People who wear glasses may be two to three times less likely to catch Covid-19, according to a new study.

Researchers in India sampled 304 coronavirus patients at a hospital in Kanpur Dehat, Uttar Pradesh, and found 58 of them (19 per cent) consistently wore spectacles during the daytime.

Comparing the proportion to data on glasses-wearing from the wider population, they estimated the group was 2.8 times less likely to become infected.

The study’s author, Amit Kumar Saxena, an ophthalmologist from India’s National Programme for Control of Blindness, suggested ‘repeated touching and rubbing of the eyes’ could be a ‘significant route’ of transmission.

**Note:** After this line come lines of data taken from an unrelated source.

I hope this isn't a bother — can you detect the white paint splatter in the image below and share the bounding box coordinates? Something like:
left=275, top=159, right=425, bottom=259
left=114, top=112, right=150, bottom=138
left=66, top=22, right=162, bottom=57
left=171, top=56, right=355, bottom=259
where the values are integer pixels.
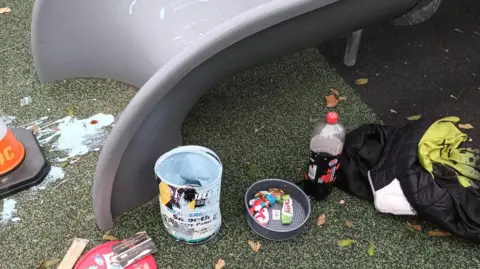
left=0, top=199, right=20, bottom=224
left=160, top=7, right=165, bottom=20
left=20, top=96, right=32, bottom=107
left=129, top=0, right=137, bottom=15
left=32, top=166, right=65, bottom=190
left=36, top=113, right=115, bottom=162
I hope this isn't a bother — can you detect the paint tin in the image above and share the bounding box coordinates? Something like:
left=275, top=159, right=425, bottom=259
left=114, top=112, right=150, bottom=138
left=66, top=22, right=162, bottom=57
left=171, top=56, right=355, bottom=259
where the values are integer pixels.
left=155, top=146, right=223, bottom=244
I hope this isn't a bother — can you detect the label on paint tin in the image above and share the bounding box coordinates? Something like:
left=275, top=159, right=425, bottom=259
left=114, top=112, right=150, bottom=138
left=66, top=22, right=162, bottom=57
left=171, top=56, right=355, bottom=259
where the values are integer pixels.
left=159, top=181, right=221, bottom=243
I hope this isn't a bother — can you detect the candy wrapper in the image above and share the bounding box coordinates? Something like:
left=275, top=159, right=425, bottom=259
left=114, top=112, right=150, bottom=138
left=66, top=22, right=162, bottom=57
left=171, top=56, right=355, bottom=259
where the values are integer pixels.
left=280, top=195, right=293, bottom=224
left=268, top=188, right=285, bottom=203
left=254, top=207, right=270, bottom=227
left=262, top=193, right=276, bottom=207
left=248, top=198, right=267, bottom=215
left=255, top=191, right=268, bottom=198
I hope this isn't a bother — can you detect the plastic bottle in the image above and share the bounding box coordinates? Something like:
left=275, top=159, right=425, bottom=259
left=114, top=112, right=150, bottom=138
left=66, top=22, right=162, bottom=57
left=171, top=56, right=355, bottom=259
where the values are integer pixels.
left=303, top=112, right=345, bottom=200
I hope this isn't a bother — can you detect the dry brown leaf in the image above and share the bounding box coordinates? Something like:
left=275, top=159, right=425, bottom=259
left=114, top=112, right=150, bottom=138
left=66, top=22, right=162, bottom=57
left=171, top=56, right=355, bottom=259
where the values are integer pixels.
left=0, top=7, right=12, bottom=14
left=458, top=123, right=473, bottom=130
left=248, top=240, right=262, bottom=252
left=337, top=239, right=357, bottom=247
left=330, top=88, right=340, bottom=96
left=355, top=78, right=368, bottom=85
left=345, top=220, right=353, bottom=228
left=102, top=232, right=118, bottom=241
left=215, top=259, right=225, bottom=269
left=428, top=229, right=450, bottom=236
left=68, top=156, right=80, bottom=165
left=407, top=221, right=422, bottom=232
left=317, top=214, right=325, bottom=226
left=407, top=114, right=422, bottom=120
left=32, top=125, right=40, bottom=134
left=325, top=95, right=338, bottom=107
left=37, top=259, right=62, bottom=269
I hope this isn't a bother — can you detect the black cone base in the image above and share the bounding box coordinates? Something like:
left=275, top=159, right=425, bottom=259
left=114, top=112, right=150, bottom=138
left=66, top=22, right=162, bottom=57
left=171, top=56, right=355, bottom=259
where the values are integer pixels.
left=0, top=128, right=50, bottom=199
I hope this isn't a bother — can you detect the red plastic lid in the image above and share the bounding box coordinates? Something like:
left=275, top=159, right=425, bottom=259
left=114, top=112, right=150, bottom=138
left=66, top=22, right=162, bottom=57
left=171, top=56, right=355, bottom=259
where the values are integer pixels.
left=74, top=241, right=157, bottom=269
left=327, top=112, right=338, bottom=124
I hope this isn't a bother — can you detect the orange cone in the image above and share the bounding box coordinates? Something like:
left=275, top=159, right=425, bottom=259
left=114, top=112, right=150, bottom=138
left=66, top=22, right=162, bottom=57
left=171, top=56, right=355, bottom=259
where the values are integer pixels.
left=0, top=120, right=25, bottom=176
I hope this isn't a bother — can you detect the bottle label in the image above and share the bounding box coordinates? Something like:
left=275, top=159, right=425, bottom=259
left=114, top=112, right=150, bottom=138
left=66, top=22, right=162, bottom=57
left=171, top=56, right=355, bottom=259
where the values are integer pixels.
left=307, top=151, right=340, bottom=184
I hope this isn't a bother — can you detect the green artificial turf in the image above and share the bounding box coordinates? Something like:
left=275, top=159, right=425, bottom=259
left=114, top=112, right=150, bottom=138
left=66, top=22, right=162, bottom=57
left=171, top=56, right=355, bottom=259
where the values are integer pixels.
left=0, top=0, right=480, bottom=269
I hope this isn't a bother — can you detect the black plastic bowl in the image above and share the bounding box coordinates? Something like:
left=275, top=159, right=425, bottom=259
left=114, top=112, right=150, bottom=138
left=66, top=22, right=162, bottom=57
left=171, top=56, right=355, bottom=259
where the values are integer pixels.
left=244, top=179, right=311, bottom=241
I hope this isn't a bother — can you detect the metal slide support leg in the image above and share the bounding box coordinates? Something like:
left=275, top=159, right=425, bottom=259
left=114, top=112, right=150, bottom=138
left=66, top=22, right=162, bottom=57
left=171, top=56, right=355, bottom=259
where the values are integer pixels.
left=343, top=29, right=363, bottom=66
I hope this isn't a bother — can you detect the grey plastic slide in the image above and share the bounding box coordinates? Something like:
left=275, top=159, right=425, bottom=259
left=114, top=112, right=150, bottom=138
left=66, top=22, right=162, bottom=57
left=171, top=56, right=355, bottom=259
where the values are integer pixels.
left=32, top=0, right=419, bottom=229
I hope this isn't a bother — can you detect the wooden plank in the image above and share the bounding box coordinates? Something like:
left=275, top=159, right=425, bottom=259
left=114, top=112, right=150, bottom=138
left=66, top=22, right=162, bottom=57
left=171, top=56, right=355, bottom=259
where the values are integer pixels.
left=57, top=238, right=90, bottom=269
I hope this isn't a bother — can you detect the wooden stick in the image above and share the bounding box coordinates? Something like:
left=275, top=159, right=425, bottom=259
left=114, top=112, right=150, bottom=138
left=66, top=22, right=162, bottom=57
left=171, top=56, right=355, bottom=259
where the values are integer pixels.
left=57, top=238, right=90, bottom=269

He said the virus could be passed from fluids protecting the eye to the upper throat via the tear duct.

The research has yet to be peer-reviewed and was based on patients’ self-reported use of glasses rather than clinical observations.

The author stressed the sample size of patients was ‘small’ and studied over a short period.

He also said it was difficult to control for socioeconomic factors, suggesting non-glasses-wearers were more likely to be from less-well off or less-educated backgrounds who were at greater risk of infection for unrelated reasons.

The findings may be skewed by the study’s small sample size and confounding social factors


These factors may affect behaviour differently around the world.

The patients were all aged between 10 and 80 and none were severely ill.

Researchers found they touched their face up to 23 times each hour on average and there eyes three times.